Senin, 30 Juni 2014

Analisis kelembagaan Aliran dana kampanye

Dalam ekonomi kelembagaan ada 3 komponen yaitu aturan formal, aturan informal dan mekanisme penegakan. Aturan formal dalam hal ini adalah UU Pemilu No. 23 tahun 2003 yang menyebutkan batas maksimal sumbangan yang boleh diterima dari perorangan maupun perusahaan. Dari perorangan sumbangan meksimal Rp 100 juta, sedangkan dari perusahaan maksimal Rp 750 juta, bila ada yang menerima lebih dari itu yang bersangkutan dapat dikenakan pidana. Hal ini juga termuat dalam Aturan KPU  No. 19 tahun 2008 yang menerangkan bahwa dana kampanye tidak dibenarkan berasal dari pihak asing, BUMN/BUMD dan pemerintah. Sedangkan aturan informal adalah nilai-nilai, norma pada masyarakat. Jika ketahuan oleh public menerima dana asing, capres terpilih dapat menggangu eksistesinya. Pada mekanisme penegakan yaitu dengan adanya PPATK  yang bertugas mengaudit aliran dana kampanye, serta di beberapa fraksi DPR juga adanya sanksi pembatalan kemenangan bagi pasangan calon yang menerima dana asing dan tindakan pidana pada yang bersangkutan.

Dana asing yang digunakan dalam dalam kampanye pemilu 2009 secara tidak langsung akan dapat mendikte kepentingan, baik parpol maupun peserta pilpres. Bantuan asing berpotensi terjadinya intervensi terhadap politik dan system ekonomi di dalam negeri. Dalam konteks teori ekonomi politik pada pendekatan teori rent-seeking, aliran dana asing ini dapat mengakibatkan kepentingan-kepentingan kelompok sehingga muncul lobi=lobi. Pada system lobi ini kelompok kepentingan yang mengalirkan dananya demi kesuksesan capres dapat berupaya untuk mendapatkan keuntungan ekonomi yang sebesar-besarnya dengan upaya yang sekecil-kecilnya. Semakin besar perluasan pemerintahan terpilih dalam mengalokasika kesejahteraan maka semakin besar muculnya pencari rente.

            Dalam menghubungakan teori redistributive combines dengan teori keadilan, ada relasi yang bisa ditarik pada konteks aliran dana asing ini. Pertama, adalah teori redistributive combines mengandalkan adanya otoritas penuh dari pemerintah terpilih (calon yang menang dan didanai oleh pihak asing) untuk mengalokasikan kebijakan kepada kelompok-kelompok (yang mendanai) terhadap kebijakan tersebut.
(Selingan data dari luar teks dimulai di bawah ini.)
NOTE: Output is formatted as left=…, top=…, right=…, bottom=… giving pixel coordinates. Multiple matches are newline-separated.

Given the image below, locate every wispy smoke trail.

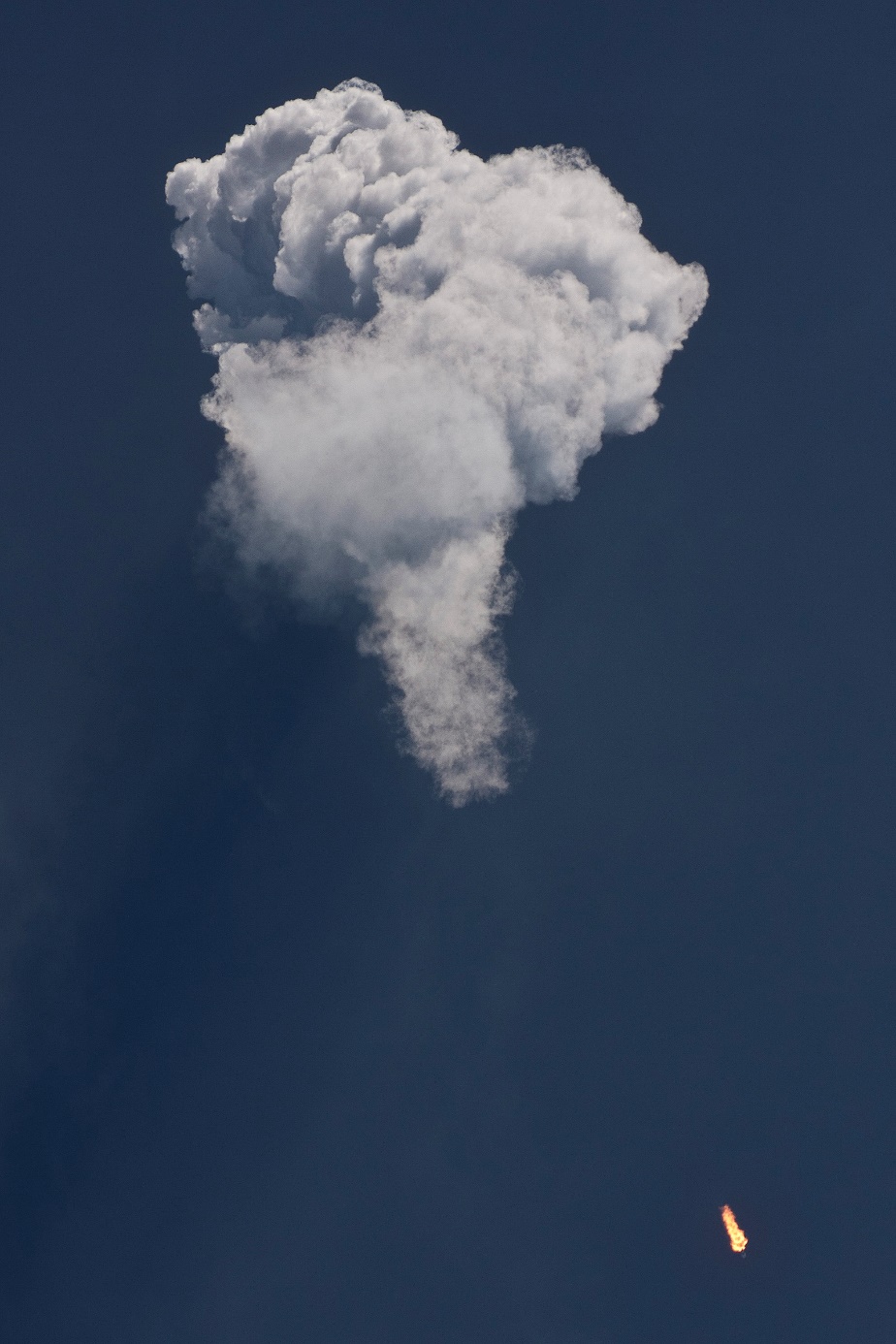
left=168, top=80, right=707, bottom=804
Akibatnya kebijakan yang muncul adlah hasil dari interaksi antara kelompok kepentingan dan pemerintah yang menguntungkan salah satu pihak dan merugikan pihak lain. Kedua, adalah kelompok kepentingan yang mendanai tadi lebih mampu membeli kebijakan pemerintah tersebut.

            Dengan melihat kondisi seperti ini jadi tidak dibenarkan masuknya dana asing dalam kampanye sangat riskan dan berpotensi bermasalah sehingga dapat mengganggu eksistensi proses pemilu dan KPU sebagi lembaga yang berwenang dalam menjalankan pemilu. Oleh karena itu, kita harus bertindak tegas dalam menghadai intervensi Negara asing.